[Doc-SIG] formalizing StructuredText

Tony J Ibbs (Tibs) tony@lsl.co.uk
Fri, 23 Mar 2001 10:34:29 -0000

Edward D. Loper wrote:
> > No, within lines spaces are (very carefully) left untouched, just in
> > case.
> That seems inconsistant with stripping trailing whitespace.>

Actually, I agree, although I hadn't thought of it until you said so

> I want
> to make sure that things look "the same" whether you view them in
> text or in html.. So it seems like if you print out a STpy string
> in vt100 mode, with a 130-character-wide screen, it should collapse
> spaces & re-word-wrap, just like HTML/LaTeX would..  Of course, you
> could say that that's just a presentation issue.. But I think that
> for consistancy, we should either:
>     1. Preserve spaces within lines *and* trailing whitespace.
>        Specify that display tools (even plaintext ones) should treat
>        spaces as soft, and should word-wrap.

I remember when most tools would show trailing whitespace visibly. Those
days appear to have gone a long time ago. I'd oppose retaining trailing

>     2. Remove leading/trailing whitespace, and collapse sequences
>        of spaces to single spaces.  Specify that display tools
>        should word-wrap.  (of course, you don't colapse spaces in
>        literal regions, inline regions, literal blocks, or python
>        test blocks.)

Word wrapping is a presentation issue - if the renderer is generating
etext, or STNG, then it may make sense to *not* word wrap.

> (unless, of course, you can give me a good reason why we *should*
> preserve sequences of spaces.

No. It's only laziness. So far as I can see, it doesn't actually make
any different in any circumstance I can see, so there's no point in my
bothering to remove the spaces internally - I don't care about them,
whereas I *have* to care about leading spaces, and I remove trailing
spaces out of kindness (so that '::' works better, for instance - it
doesn't suffer from the "oh dear, that backslash didn't continue my
Python line because there's an invisible space after it" problem).
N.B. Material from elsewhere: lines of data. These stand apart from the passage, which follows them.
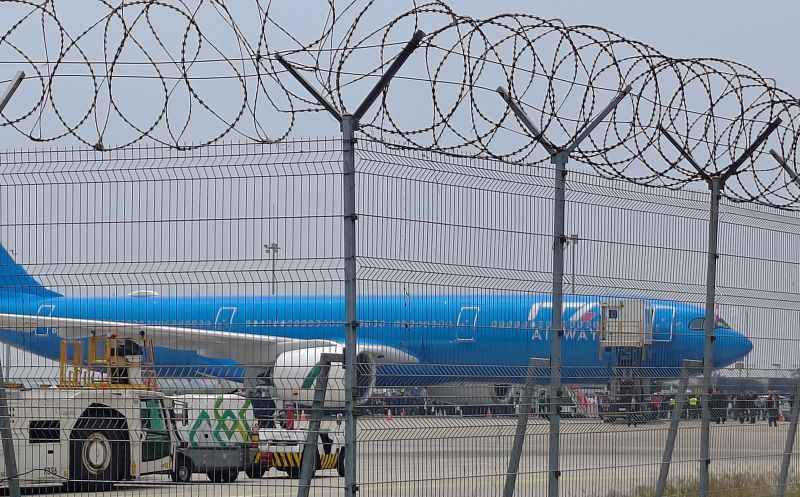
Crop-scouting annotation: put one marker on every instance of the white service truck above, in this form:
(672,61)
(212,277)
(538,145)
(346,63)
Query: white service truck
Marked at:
(219,437)
(88,438)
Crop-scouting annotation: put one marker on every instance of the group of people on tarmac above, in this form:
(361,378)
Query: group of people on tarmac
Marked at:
(744,407)
(750,407)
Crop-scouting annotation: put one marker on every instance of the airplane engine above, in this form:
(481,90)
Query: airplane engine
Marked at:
(294,377)
(472,393)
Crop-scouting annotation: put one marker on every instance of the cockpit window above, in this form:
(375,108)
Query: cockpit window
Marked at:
(699,324)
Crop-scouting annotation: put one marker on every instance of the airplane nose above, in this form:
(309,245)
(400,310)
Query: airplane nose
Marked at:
(729,347)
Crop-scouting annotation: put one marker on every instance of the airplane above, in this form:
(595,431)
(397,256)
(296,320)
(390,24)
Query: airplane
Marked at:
(418,340)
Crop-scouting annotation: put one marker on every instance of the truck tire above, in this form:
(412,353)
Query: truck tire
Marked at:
(223,475)
(182,472)
(96,459)
(255,471)
(340,463)
(99,454)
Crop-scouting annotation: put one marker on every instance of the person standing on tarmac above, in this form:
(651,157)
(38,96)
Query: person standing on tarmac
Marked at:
(693,403)
(773,404)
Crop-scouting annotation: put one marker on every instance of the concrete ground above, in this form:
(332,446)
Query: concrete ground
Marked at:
(451,456)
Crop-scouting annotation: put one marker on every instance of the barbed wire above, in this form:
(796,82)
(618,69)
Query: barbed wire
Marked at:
(189,73)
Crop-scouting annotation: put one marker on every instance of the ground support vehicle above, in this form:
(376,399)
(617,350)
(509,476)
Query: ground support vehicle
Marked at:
(218,438)
(220,464)
(285,448)
(89,438)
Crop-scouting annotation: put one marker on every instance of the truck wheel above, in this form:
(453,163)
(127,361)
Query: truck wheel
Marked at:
(340,463)
(182,473)
(255,471)
(97,458)
(223,475)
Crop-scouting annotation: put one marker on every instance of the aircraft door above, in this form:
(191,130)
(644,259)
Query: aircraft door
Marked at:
(224,318)
(662,323)
(467,323)
(45,310)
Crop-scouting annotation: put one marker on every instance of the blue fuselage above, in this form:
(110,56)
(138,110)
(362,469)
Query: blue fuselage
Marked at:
(487,338)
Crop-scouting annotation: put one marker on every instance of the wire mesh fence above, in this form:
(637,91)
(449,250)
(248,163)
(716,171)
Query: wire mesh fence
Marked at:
(186,302)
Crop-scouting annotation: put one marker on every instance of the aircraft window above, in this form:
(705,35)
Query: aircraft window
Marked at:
(699,324)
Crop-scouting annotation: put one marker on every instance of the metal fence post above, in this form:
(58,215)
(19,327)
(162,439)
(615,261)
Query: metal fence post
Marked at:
(788,447)
(349,125)
(715,183)
(522,423)
(351,340)
(9,456)
(309,458)
(677,409)
(559,157)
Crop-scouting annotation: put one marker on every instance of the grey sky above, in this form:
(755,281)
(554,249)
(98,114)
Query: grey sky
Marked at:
(762,37)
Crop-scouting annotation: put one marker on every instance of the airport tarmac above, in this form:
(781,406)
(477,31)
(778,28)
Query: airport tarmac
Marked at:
(452,456)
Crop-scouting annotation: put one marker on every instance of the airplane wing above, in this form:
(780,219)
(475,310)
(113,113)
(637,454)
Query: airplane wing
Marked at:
(247,349)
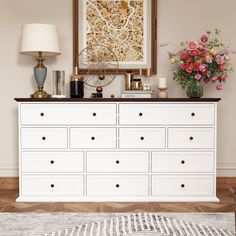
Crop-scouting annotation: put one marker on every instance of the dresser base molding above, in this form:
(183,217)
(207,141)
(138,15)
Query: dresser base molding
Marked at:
(13,183)
(117,199)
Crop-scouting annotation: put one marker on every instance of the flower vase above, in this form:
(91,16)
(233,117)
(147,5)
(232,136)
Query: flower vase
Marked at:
(195,89)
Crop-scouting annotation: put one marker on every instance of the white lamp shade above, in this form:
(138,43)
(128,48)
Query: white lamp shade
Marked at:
(39,38)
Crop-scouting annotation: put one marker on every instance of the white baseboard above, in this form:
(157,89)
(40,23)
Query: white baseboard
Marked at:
(226,170)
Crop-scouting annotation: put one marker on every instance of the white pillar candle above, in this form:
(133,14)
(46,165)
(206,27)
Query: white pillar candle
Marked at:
(162,83)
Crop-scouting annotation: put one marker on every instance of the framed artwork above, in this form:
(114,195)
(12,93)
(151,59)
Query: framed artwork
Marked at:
(127,27)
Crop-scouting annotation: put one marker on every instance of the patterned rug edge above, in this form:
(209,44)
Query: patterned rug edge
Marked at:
(141,223)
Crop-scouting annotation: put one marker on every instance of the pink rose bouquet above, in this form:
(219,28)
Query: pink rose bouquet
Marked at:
(205,60)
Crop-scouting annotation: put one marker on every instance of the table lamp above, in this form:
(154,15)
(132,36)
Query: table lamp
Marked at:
(40,40)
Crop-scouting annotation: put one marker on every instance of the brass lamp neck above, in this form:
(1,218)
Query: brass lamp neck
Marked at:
(40,60)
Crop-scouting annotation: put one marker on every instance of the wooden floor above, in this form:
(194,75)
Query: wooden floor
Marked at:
(8,204)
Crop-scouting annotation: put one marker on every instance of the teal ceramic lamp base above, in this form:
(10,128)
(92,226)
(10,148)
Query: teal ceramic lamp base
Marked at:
(40,73)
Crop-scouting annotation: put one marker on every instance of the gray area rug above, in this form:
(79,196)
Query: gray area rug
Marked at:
(114,224)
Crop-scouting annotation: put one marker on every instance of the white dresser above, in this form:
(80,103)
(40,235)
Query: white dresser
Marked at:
(117,150)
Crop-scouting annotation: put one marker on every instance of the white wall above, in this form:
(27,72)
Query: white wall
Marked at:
(177,20)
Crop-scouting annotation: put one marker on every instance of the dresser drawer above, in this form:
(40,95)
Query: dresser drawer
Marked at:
(142,138)
(191,137)
(182,162)
(117,162)
(182,185)
(52,162)
(52,185)
(72,114)
(93,138)
(117,185)
(166,114)
(43,137)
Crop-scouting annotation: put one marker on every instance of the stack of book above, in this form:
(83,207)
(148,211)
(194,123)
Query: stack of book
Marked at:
(138,94)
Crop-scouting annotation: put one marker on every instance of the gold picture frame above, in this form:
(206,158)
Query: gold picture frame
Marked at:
(149,56)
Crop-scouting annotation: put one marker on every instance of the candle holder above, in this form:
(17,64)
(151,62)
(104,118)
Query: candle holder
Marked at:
(162,93)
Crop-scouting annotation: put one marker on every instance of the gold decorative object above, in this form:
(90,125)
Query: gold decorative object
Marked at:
(162,93)
(102,63)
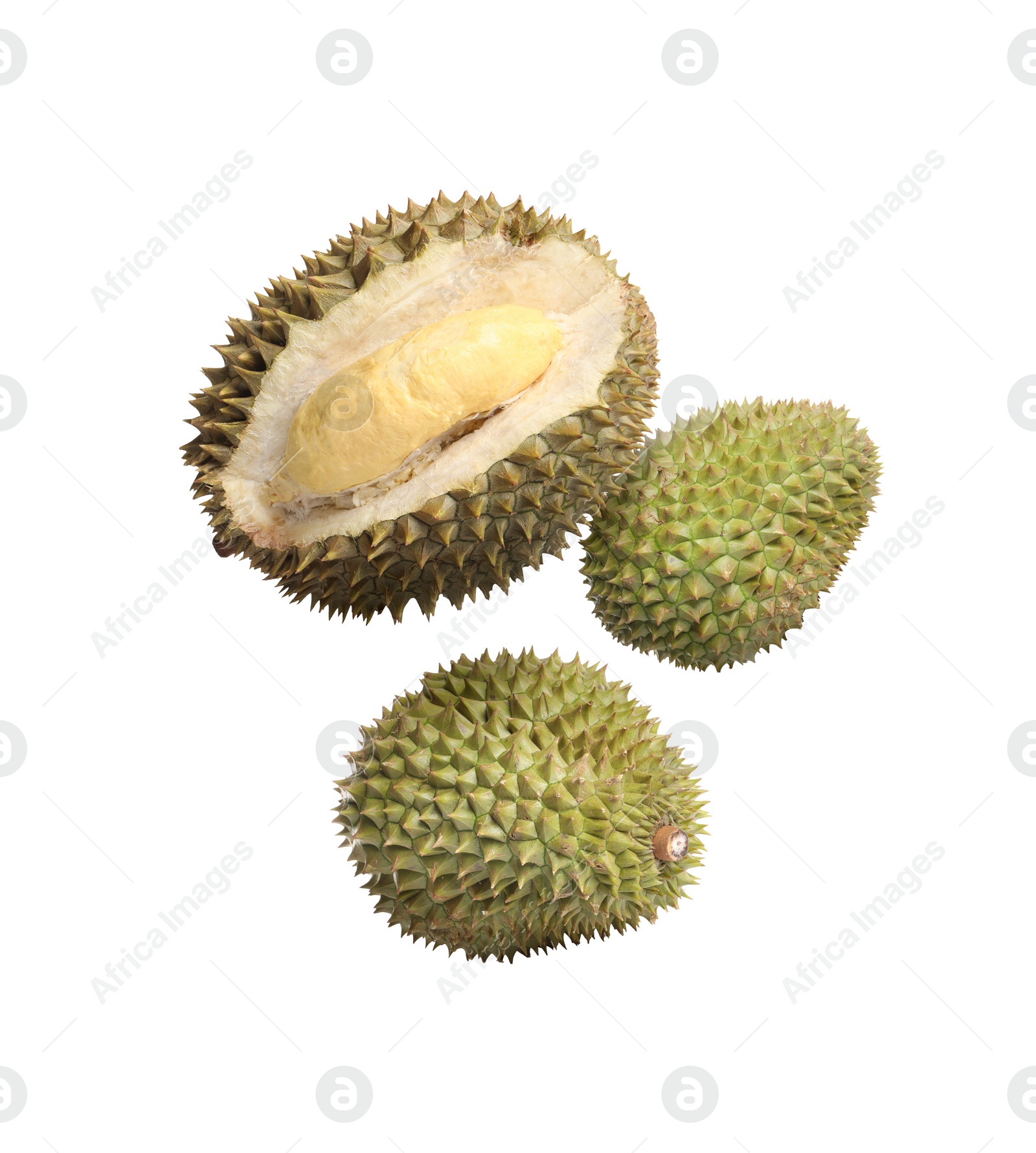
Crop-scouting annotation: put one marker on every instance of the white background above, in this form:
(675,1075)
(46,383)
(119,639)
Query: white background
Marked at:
(839,761)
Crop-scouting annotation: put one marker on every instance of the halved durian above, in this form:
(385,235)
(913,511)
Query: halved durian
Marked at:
(432,407)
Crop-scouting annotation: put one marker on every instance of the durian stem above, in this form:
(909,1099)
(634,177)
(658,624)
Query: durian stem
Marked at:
(670,843)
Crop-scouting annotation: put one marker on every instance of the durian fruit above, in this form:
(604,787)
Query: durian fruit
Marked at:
(728,528)
(426,410)
(512,803)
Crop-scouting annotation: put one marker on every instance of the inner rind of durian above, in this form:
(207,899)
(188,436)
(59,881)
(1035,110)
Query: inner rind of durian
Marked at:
(569,286)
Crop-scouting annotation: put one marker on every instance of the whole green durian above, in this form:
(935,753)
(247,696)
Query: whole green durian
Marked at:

> > > > > > >     "the following is not a url":<hi>
> > > >
> > > > That's right. In this instance.
> > >
> > > So does it get rendered as is (i.e., with two quote
> signs, one colon
> > > sign, a less than sign, and a greater than sign)?
> >
> > That's up to the renderer.
> But "<hi>" doesn't match the url pattern, so presumably it doesn't
> even get detected by the href-finding-regexp?  As I understand it,
> you can say::

Sorry - I slipped into "if <hi> were a meta-rendition of a URL" mode.
You're right, it would be stored "as is".

> > >   2. nothing can nest within itself (even with intervening levels)
> >
> > Pragmatically has to be true, with non-differentiated start and end
> > quotes.
> It doesn't *have* to be true.. In principle we could allow::
>   *This **is *no* good** for me*

I suppose so, for one definition of how one would parse it (he said

> But I don't think we should.

Luckily we agree!

> > These two seem to me to be the sane minimum, and thus sensible.
> So we'll stick with that for now.
> > > Also, spaces must come between * and ** delimiters, so you
> > > can't say ***this***.
> >
> > Ah, but there's no reason you shouldn't be able to *say
> **this***, for
> > instance (it's quite unambiguous).
> But I thought that regions had to be ended by valid punctuation or
> space?  Does '*' count as valid punctuation, then?  (Of course,
> I expect your regexps to change signifigantly when you try to do
> nesting...)

Hmm. Well, it works:

	text: **SS*ee*** --> rendering <strong>SS*ee*</strong>


> But from a more abstract point of view, I think that '***' will end
> up being too confusing.  I don't think it's unreasonable to require
> that people *say **this** *.  At the very least, it seems much
> easier to read (for those who aren't intimately familiar with ST,
> i.e., our entire user base :) )

But I've already noted you have a cavalier attitude to extra spaces
(pace your HTML) - and I'm not convinced on the "easier to read". Ho

> But I guess that if we are to allow it, I think '***' should only
> be allowed to mean "close both strong and emph" or "open both
> strong and emph".. So you shouldn't be able to say::
>   *Too***confusing**

I just tried it - docutils does:

	text: *ee***SS** --> <em>ee***SS*</em>

which seems reasonable enough.

> to mean::
>   *Too* **confusing**

The latter is clearer, certainly!

> But just to be clear, I don't think we should allow it at all. :)

I *think* it will all come out in the wash, myself.


Tony J Ibbs (Tibs)      http://www.tibsnjoan.co.uk/
Well we're safe now....thank God we're in a bowling alley.
- Big Bob (J.T. Walsh) in "Pleasantville"
My views! Mine! Mine! (Unless Laser-Scan ask nicely to borrow them.)